Une phrase de la sénatrice Cynthia Lummis a récemment retenu davantage mon attention que la plupart des graphiques de prix. La partie sur le CLARITY Act qui crée un cadre juridique pour les « actifs accessoires » n’est pas simplement un autre argument de communication réglementaire. Je le vois comme une tentative de dissocier le réseau de ce que l’on appelle le contrat d’investissement, d’une manière qui pourrait remodeler la façon dont le capital afflue vers les actifs numériques. Cette distinction a, discrètement, influencé le comportement du marché pendant des années, même lorsque personne n’arrivait à s’accorder sur l’endroit où la ligne se trouvait réellement.



Je passe la majeure partie de mon temps à observer les flux de liquidité entre chaînes, bourses et protocoles on-chain. Le schéma est généralement le même. Le capital hésite dès que l’incertitude juridique devient impossible à chiffrer. Les traders peuvent se couvrir contre la volatilité. Les market makers peuvent se couvrir contre leur inventaire. Les fonds peuvent gérer les baisses. Ce qu’ils ne peuvent pas facilement couvrir, en revanche, c’est l’ambiguïté réglementaire. Cette incertitude pèse sur les décisions de cotation, les relations de conservation, la participation institutionnelle, et même sur le point de savoir si des développeurs décident en premier lieu de bâtir autour d’un protocole.
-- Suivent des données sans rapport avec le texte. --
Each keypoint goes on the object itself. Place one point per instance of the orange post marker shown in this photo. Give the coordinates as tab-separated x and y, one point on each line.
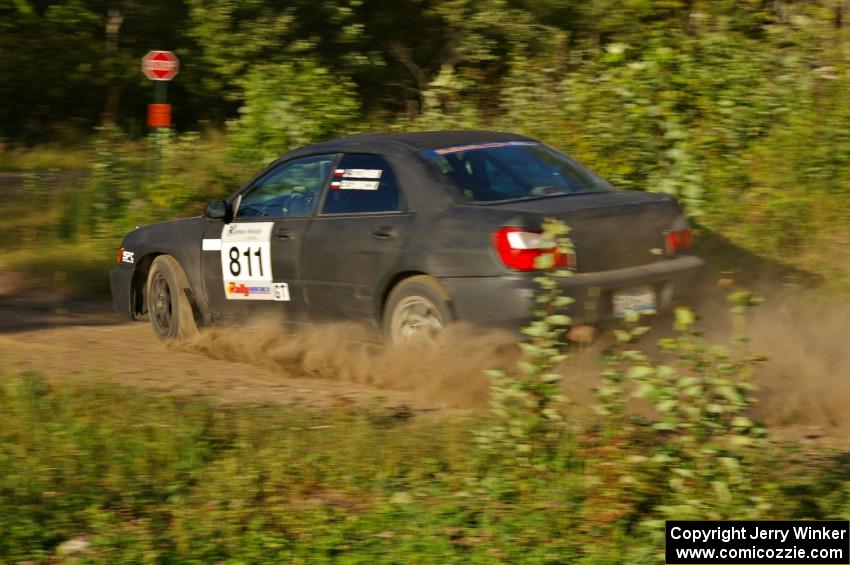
159	115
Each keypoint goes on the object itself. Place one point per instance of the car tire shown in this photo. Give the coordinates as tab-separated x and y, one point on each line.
416	310
169	309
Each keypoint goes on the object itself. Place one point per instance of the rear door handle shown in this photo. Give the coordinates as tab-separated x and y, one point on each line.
283	233
383	232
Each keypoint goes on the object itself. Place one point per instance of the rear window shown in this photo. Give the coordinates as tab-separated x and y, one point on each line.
362	183
491	172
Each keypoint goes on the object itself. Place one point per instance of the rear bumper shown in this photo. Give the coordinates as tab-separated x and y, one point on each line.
506	301
120	279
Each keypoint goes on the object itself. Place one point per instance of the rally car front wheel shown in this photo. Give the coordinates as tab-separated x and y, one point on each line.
168	305
416	310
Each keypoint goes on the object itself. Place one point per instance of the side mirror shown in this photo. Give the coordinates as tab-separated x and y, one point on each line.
217	210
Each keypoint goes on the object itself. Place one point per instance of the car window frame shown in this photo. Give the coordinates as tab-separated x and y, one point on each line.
600	182
402	196
236	200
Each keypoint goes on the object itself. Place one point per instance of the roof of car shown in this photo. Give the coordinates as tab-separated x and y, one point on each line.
417	141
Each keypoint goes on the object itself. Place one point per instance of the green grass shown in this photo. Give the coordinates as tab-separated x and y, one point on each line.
45	157
72	271
158	479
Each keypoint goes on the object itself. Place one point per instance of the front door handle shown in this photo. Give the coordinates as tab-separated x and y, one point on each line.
283	233
383	232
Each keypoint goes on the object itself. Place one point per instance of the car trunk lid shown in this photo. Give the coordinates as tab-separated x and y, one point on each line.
610	230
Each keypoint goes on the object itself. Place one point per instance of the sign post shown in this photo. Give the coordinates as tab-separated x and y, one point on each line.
160	67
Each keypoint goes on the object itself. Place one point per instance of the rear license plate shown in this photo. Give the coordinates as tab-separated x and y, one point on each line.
640	299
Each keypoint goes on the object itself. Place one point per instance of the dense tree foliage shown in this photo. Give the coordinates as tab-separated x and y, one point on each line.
736	106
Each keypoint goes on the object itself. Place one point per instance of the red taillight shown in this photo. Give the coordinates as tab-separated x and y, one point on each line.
679	240
519	249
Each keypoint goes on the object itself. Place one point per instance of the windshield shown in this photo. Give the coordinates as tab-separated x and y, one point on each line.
490	172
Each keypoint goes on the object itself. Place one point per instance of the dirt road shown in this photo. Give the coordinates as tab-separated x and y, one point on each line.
804	387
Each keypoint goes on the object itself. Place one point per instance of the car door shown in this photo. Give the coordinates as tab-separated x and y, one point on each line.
356	239
252	265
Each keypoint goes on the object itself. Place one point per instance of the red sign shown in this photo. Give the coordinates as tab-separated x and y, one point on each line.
160	65
159	115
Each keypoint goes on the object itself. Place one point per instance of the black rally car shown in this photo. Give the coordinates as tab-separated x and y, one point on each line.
409	231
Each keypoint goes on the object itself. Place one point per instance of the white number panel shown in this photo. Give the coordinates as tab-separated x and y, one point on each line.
246	266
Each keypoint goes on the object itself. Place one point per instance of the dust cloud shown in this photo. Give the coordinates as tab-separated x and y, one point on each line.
804	385
806	379
449	373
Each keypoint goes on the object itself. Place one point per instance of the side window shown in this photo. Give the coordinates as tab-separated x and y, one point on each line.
290	190
362	183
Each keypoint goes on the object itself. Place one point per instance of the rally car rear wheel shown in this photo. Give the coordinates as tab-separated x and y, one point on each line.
417	310
168	305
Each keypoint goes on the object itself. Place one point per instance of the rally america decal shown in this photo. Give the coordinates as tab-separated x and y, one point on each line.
341	181
358	173
355	185
246	266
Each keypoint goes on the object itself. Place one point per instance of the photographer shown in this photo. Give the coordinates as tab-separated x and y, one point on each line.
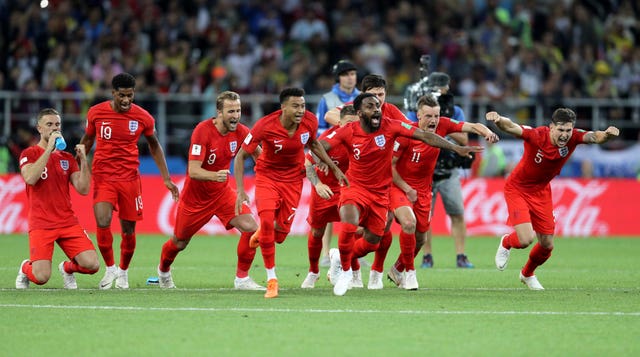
446	178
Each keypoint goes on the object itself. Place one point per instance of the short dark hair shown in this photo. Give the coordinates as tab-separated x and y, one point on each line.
347	110
290	92
226	95
46	111
357	103
373	81
123	80
429	100
563	115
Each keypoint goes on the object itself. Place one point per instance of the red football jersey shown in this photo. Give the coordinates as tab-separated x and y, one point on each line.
49	199
282	157
388	110
117	134
370	154
541	161
338	155
216	152
417	160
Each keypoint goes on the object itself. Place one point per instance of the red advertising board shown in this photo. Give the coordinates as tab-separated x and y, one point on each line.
599	207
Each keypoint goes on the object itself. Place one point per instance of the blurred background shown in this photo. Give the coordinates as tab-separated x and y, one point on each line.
523	58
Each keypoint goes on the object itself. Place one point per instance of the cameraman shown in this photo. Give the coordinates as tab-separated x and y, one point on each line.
446	177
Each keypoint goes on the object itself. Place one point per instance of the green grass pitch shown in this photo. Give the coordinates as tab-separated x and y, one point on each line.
591	306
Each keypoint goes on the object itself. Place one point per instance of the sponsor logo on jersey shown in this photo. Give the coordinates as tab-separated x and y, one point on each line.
133	125
564	151
304	137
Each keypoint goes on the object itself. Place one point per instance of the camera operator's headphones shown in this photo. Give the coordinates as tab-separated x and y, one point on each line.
342	66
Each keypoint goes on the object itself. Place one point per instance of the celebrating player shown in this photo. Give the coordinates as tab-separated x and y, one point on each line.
207	192
528	190
411	194
283	135
116	126
47	173
365	202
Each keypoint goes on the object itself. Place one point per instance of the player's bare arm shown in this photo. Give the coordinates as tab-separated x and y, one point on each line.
599	136
238	174
319	150
481	130
412	194
323	190
505	124
81	180
87	141
196	172
436	140
158	156
460	138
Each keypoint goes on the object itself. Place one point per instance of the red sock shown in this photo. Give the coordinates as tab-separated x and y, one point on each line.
537	257
168	255
381	252
511	241
398	264
345	244
105	244
267	238
27	268
73	267
127	247
407	250
245	255
355	263
314	248
361	247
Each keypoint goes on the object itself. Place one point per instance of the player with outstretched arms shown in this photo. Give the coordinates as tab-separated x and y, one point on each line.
527	190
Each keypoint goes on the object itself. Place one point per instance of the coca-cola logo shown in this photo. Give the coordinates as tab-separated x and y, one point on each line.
485	211
575	210
13	213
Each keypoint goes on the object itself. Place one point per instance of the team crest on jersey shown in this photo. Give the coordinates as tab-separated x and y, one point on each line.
564	151
304	137
133	125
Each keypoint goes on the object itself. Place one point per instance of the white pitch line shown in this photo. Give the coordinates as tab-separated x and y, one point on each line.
322	311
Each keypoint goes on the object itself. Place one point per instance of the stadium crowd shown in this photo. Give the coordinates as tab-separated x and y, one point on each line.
491	48
495	49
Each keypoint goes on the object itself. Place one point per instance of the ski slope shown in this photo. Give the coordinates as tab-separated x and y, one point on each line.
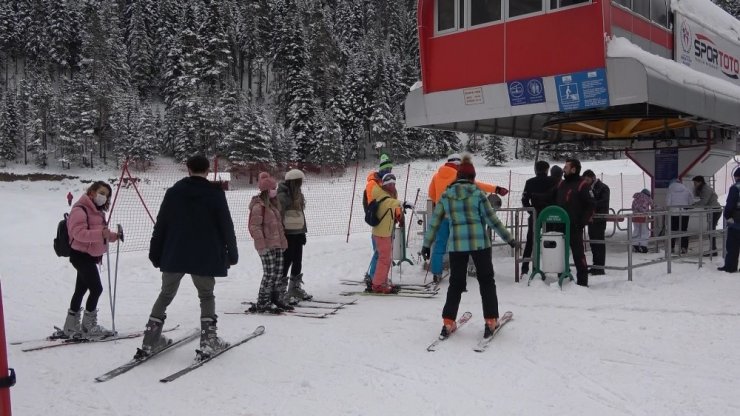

Le CLARITY Act est intéressant parce qu’il déplace l’attention de l’argument consistant à savoir si chaque actif numérique est définitivement un titre. Au lieu de cela, il demande si un actif a évolué au-delà des circonstances de son émission initiale. Cela peut sembler une nuance juridique, mais les marchés réagissent souvent davantage à des règles prévisibles qu’à des règles favorables. Les participants veulent simplement comprendre où se trouvent les limites avant d’allouer un capital sérieux.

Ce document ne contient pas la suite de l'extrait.